In truth, there are no poor excuses for not waging war, because war is bad. It is not nuclear evil that paralyzes us, the West is also afraid of ordinary, conventional evil. The good life and moral superiority have spoiled us. And it is natural. However, our fear of war is about to result in something much worse than war.
I hope that the thousands of volunteers who are helping Ukraine in Ukraine, taking responsibility in place of their countries, will be amply rewarded by their countries or at least kept safe from persecution over their personal initiative of standing up to crimes against humanity upon their return.
I am not urging anyone to go to war voluntarily. Fighting in a war if life-threatening, which is one reason why countries maintain militaries the skillsets of which include limiting the use of military power to avoid undue escalation.
We are watching eerie footage coming out of Ukraine, all the while telling ourselves the soothing story that we can choose when Putin will attack us. But an offensive is always up to the attacker and not the one being attacked. Claiming the opposite is taking blame for unleashing war in advance. A war that is no longer a war, not after reports of cluster munitions being dropped on residential areas and unarmed civilians being shot, also in Russian-speaking Kharkiv, started coming in.
Vladimir Putin has launched a war on two fronts. His move is also aimed against the Russian population. Among the first victims of an extensive internal security operation where Russia's last independent media channels, like radio Echo Moskvy and TV channel Dozhd. They would not have been shut down were dictators not afraid of the truth.

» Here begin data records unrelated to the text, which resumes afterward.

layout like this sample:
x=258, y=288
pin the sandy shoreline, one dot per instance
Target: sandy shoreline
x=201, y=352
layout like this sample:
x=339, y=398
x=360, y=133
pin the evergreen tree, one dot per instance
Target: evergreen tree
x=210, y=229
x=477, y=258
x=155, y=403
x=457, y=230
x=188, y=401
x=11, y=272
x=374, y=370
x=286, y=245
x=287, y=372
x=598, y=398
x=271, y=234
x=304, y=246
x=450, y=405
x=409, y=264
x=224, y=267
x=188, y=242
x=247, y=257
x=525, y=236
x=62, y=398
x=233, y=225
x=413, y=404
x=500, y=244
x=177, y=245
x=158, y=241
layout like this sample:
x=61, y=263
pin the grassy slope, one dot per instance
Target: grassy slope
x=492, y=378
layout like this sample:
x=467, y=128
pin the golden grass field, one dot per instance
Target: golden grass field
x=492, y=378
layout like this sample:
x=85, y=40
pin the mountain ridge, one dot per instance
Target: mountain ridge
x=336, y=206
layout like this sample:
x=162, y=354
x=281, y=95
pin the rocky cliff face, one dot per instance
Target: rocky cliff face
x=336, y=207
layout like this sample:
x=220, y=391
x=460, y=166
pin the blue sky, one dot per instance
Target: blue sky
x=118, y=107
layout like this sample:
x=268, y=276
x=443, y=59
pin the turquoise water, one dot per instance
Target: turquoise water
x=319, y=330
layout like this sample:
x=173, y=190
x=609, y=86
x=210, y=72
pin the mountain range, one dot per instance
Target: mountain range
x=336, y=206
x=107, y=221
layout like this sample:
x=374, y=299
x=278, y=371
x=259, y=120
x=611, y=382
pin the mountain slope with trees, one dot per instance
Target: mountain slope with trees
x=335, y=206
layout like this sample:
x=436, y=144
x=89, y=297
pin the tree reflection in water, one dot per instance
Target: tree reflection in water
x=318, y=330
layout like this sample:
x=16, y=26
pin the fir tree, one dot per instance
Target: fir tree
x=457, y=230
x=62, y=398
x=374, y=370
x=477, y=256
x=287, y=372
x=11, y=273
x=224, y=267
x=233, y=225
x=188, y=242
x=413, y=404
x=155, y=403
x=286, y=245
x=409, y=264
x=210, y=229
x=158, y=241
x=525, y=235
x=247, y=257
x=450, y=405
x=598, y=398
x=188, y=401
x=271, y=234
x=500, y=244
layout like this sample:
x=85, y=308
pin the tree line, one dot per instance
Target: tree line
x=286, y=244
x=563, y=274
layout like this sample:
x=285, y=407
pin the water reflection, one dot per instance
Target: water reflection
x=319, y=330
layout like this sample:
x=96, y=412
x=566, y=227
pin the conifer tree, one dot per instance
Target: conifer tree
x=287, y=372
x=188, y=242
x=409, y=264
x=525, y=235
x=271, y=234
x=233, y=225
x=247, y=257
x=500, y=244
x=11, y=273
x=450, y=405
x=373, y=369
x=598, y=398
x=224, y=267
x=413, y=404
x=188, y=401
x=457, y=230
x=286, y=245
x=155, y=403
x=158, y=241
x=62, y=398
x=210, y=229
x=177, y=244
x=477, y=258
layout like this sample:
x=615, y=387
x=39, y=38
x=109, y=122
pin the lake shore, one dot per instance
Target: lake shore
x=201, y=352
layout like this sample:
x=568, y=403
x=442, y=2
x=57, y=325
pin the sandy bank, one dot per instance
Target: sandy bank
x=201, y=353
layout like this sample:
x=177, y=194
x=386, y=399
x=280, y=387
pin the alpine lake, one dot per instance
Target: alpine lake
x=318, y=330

The Russians also have a right to the truth. Why should we spare them the horror that Putin's press collaborators, who can basically be regarded internal security operatives and not journalists, have been hired to embellish?
The parallel reality that is the Russian media has in recent days been disseminating increasingly harebrained justifications that should, among other things, help marginalize the anti-war movement in Russia.
Yes, the Russian people share in the responsibility, but they can only take that responsibility if they have access to adequate information, and preferably coming from other Russians, because the Kremlin has been successful in disarming the Western media, not least because of the decline of American journalism in the last few decades.
Every war has political goals, and Putin's aim is to shut Russia behind an iron curtain. Looking at the West's reluctance to take responsibility for mistakes made over the handling of Ukraine in the last few decades, whether this iron curtain will fall might be in the hands of Russians and other peoples living in Russia, including our Finno-Ugric kin, in the future. We must help Moscow if we want rid of Putin.
I have no information on what has happened to Echo Moskvy or Dozhd journalists, but if they are alive and free, we should do everything we possibly can to allow them to continue their activities. Here, in free Estonia.